To encourage journalist participation, two newspaper offices in Fujian added ‘volume of news feeding to the centre’ in the their evaluation criteria for journalists’ work performance, and many other newspaper offices of the Fujian press industry stimulated the initiatives of journalists for collaboration with ‘remuneration’ (Gaofei) or ‘points’ (Gaofen). Motivated by these measures, a few journalists, particularly the young and junior ones, began to adapt to the working tempo of rapid publication and multiple ‘versions’ of a single story. Others, particularly old and senior journalists, had matter-of-fact reactions to such measures. From the perspective of the new media centre director and editors, the material rewards that failed to meet the expectations of journalists constitute the primary reason for the latter’s reluctance to participate. However, interviews with journalists revealed that their willingness to contribute news reports depends on the anticipated gains and the price that they may have to pay for such participation.
The sense of crisis brought about by intense competition would permeate throughout the ranks of journalists from top to bottom. For the latter, competition with peers are normal in the condition of having multiple newspapers in the same city. However, previous rivalries were fair contests between ‘professional journalists’, whereas present struggles involve unfair competition with ‘vulgar non-professionals’.
The case study of Fujian indicates that what lies beneath the persistent tension between newspaper offices and new media departments is substantively a conflict of economic interest that results from the competitive relationship amongst various media outlets within the local press group since the period of media conglomeration. Adjusting the administrative structure cannot reduce this tension as long as the economic logic is not thoroughly challenged.

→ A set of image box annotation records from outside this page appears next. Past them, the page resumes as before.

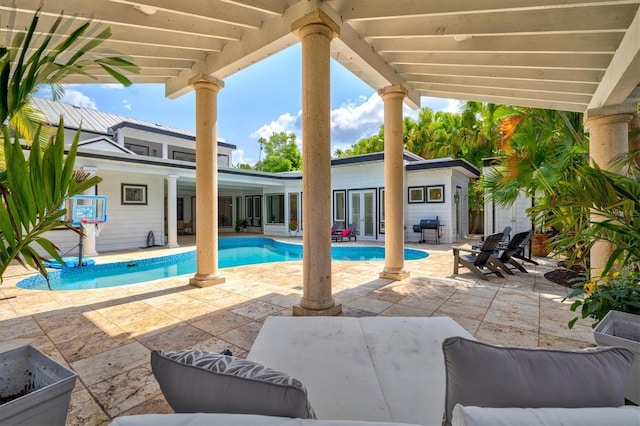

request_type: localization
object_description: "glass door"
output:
[349,190,376,239]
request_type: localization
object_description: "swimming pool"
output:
[17,237,429,290]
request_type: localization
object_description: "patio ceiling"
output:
[0,0,640,112]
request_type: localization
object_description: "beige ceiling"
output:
[0,0,640,112]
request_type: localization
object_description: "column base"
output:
[293,304,342,317]
[378,270,411,281]
[189,275,226,288]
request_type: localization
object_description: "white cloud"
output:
[60,87,98,109]
[251,112,300,139]
[100,83,124,90]
[331,93,384,145]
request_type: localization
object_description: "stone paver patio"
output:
[0,236,594,425]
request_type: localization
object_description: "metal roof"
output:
[6,0,640,113]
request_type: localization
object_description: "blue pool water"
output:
[17,238,429,290]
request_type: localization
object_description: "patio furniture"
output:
[413,216,444,244]
[489,229,533,275]
[451,232,504,280]
[112,317,640,426]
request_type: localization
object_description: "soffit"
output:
[0,0,640,112]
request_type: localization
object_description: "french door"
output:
[349,189,376,239]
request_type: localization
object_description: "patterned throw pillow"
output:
[151,349,316,419]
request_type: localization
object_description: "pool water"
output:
[17,238,429,290]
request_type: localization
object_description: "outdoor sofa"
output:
[112,317,640,426]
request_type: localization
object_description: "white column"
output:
[189,75,225,287]
[80,167,98,257]
[291,10,342,315]
[165,175,180,248]
[379,85,409,281]
[584,103,637,276]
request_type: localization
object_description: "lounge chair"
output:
[331,223,358,242]
[489,229,533,275]
[451,232,504,280]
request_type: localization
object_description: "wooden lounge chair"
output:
[451,232,504,280]
[331,223,358,242]
[489,229,533,275]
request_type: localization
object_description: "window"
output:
[333,191,347,229]
[266,194,284,224]
[378,188,384,234]
[427,185,444,203]
[289,192,300,231]
[218,197,233,227]
[409,186,424,204]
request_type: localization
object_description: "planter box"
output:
[593,311,640,405]
[0,345,76,426]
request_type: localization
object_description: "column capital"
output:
[189,74,224,92]
[378,84,409,98]
[584,102,638,125]
[291,9,340,39]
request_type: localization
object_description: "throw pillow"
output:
[442,337,634,426]
[151,349,315,419]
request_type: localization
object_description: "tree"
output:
[0,10,139,279]
[256,132,302,173]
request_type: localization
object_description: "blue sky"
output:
[45,44,459,164]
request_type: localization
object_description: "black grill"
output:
[413,216,442,244]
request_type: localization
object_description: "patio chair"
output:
[471,226,511,250]
[331,223,358,242]
[451,232,504,281]
[489,229,533,275]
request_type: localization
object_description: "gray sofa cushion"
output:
[453,404,640,426]
[442,337,634,425]
[151,349,315,419]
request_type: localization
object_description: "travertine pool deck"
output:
[0,236,594,425]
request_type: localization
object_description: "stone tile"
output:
[220,321,262,351]
[56,332,131,362]
[475,321,538,347]
[66,387,109,426]
[89,363,161,418]
[231,301,282,320]
[381,304,431,317]
[71,342,150,387]
[120,394,174,416]
[346,297,392,314]
[191,310,251,336]
[138,324,212,351]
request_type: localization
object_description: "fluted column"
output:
[81,167,98,257]
[165,175,180,248]
[379,85,409,281]
[189,75,225,287]
[585,103,637,276]
[291,10,342,315]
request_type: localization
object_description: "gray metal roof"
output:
[33,97,196,139]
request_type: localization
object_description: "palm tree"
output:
[0,11,139,280]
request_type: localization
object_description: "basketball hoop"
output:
[80,217,107,237]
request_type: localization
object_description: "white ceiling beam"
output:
[110,0,263,29]
[327,0,637,20]
[396,64,605,84]
[382,52,613,70]
[421,91,586,112]
[589,6,640,109]
[321,6,420,108]
[371,32,624,54]
[0,0,242,40]
[165,1,314,98]
[352,4,638,38]
[416,83,591,106]
[407,75,598,96]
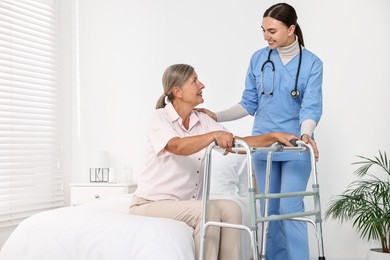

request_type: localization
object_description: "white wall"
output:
[72,0,390,260]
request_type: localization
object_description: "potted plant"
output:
[325,151,390,259]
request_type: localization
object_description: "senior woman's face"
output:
[261,17,295,49]
[181,71,205,107]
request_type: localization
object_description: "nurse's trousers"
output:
[253,156,311,260]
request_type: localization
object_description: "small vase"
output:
[366,248,390,260]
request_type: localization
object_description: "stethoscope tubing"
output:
[260,43,302,98]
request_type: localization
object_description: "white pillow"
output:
[210,152,248,196]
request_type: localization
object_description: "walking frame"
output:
[199,139,325,260]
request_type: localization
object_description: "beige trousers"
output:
[129,196,241,260]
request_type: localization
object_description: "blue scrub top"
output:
[240,47,323,161]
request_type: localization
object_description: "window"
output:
[0,0,64,228]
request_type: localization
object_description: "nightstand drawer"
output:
[70,183,136,205]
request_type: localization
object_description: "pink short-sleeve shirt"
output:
[135,103,225,201]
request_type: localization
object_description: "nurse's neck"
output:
[277,37,299,65]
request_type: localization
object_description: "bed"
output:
[0,194,194,260]
[0,151,251,260]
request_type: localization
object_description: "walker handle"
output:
[290,139,299,147]
[276,139,299,147]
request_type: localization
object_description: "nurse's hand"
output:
[301,134,320,162]
[195,108,217,121]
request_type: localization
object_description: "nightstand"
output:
[70,182,137,206]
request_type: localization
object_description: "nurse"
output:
[201,3,323,260]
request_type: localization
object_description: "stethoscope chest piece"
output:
[291,89,300,98]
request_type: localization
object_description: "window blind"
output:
[0,0,64,228]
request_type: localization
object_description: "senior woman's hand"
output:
[214,131,234,149]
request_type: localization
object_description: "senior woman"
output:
[130,64,297,260]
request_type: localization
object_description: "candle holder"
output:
[89,151,110,182]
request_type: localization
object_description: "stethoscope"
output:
[260,43,302,98]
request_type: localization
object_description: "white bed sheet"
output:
[0,194,194,260]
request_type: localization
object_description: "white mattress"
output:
[0,195,194,260]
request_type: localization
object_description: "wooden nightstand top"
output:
[69,182,137,187]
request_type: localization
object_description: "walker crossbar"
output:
[199,139,325,260]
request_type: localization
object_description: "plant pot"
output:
[366,248,390,260]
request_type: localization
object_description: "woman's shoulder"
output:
[252,47,269,58]
[302,48,322,64]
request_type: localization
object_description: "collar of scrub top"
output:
[260,43,302,98]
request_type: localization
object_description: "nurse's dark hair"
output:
[156,64,195,109]
[263,3,305,46]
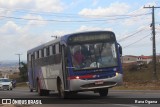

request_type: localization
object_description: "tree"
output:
[19,62,28,81]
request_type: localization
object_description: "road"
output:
[0,88,160,107]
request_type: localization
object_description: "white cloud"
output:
[35,0,64,12]
[0,0,64,12]
[76,25,112,32]
[79,2,130,17]
[23,14,47,27]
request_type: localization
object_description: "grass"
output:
[16,82,28,87]
[113,63,160,90]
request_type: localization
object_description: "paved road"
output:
[0,88,160,107]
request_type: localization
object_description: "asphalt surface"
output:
[0,88,160,107]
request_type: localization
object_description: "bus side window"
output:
[49,46,53,55]
[46,47,49,56]
[56,44,59,54]
[34,51,38,59]
[28,54,31,61]
[52,45,56,55]
[43,48,47,57]
[59,44,62,53]
[38,50,42,58]
[41,49,44,58]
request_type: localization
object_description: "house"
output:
[121,55,137,67]
[137,55,152,64]
[121,55,137,63]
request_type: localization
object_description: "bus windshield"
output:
[69,42,118,70]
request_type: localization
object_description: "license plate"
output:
[95,81,103,85]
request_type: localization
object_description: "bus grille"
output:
[81,82,117,88]
[3,85,9,89]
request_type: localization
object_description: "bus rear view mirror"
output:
[118,44,122,56]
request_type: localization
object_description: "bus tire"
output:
[37,80,45,96]
[99,88,108,97]
[57,79,69,98]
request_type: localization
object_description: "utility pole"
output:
[16,53,22,68]
[144,6,160,80]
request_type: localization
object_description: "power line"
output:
[144,6,160,80]
[123,34,151,48]
[0,14,151,23]
[0,8,151,18]
[118,28,146,42]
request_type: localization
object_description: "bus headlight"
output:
[116,72,119,76]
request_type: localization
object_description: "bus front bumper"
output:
[69,73,123,91]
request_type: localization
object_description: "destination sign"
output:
[69,33,114,43]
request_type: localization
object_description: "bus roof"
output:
[27,38,61,54]
[27,31,114,53]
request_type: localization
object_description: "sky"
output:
[0,0,160,61]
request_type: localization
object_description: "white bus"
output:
[27,31,123,98]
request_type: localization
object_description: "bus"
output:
[27,31,123,98]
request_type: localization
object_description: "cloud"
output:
[23,14,47,27]
[79,2,130,17]
[0,0,64,12]
[76,25,112,32]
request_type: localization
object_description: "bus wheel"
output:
[30,89,33,92]
[57,80,68,98]
[37,80,44,96]
[99,88,108,97]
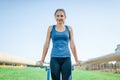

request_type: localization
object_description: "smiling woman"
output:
[40,9,79,80]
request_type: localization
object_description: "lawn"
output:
[0,68,120,80]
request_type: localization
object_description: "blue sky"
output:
[0,0,120,62]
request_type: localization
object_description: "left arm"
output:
[69,26,79,64]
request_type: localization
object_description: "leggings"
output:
[50,57,71,80]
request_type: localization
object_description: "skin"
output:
[40,11,80,65]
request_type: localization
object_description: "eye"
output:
[61,15,63,17]
[57,15,59,17]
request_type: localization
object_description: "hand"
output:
[37,61,44,66]
[76,60,81,66]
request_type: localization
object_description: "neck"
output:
[56,24,64,27]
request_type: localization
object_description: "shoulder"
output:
[67,25,72,32]
[48,25,53,32]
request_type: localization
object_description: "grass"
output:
[0,68,46,80]
[0,68,120,80]
[73,70,120,80]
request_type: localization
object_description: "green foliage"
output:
[0,68,46,80]
[73,70,120,80]
[0,68,120,80]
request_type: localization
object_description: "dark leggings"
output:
[50,57,71,80]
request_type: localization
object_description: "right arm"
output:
[40,26,52,65]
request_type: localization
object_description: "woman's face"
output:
[55,11,66,24]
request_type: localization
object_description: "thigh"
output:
[62,58,71,80]
[50,58,60,80]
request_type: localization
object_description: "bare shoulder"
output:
[68,26,72,32]
[48,25,53,32]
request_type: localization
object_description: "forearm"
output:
[71,45,79,62]
[41,45,49,62]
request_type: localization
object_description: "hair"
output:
[54,9,66,17]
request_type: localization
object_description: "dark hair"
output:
[54,9,66,17]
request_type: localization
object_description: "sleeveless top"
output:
[51,25,71,58]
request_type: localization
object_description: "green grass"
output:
[73,70,120,80]
[0,68,120,80]
[0,68,46,80]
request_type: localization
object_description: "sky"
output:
[0,0,120,62]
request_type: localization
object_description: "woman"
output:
[40,9,79,80]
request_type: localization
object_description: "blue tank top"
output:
[51,25,71,58]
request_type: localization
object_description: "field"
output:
[0,68,120,80]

The definition of full-media convergence is similar to that of media convergence that was developed in light of current practices in Europe and the US. However, as Menke et al. (2016) argued in their comparative study of European convergence journalism, the processes of convergence depend on national and cultural factors, thereby resulting in different convergence practices within specific newsrooms. To gain an improved understanding of the current convergence in China, the factors that make China’s case substantially different from Europe and the US must be considered.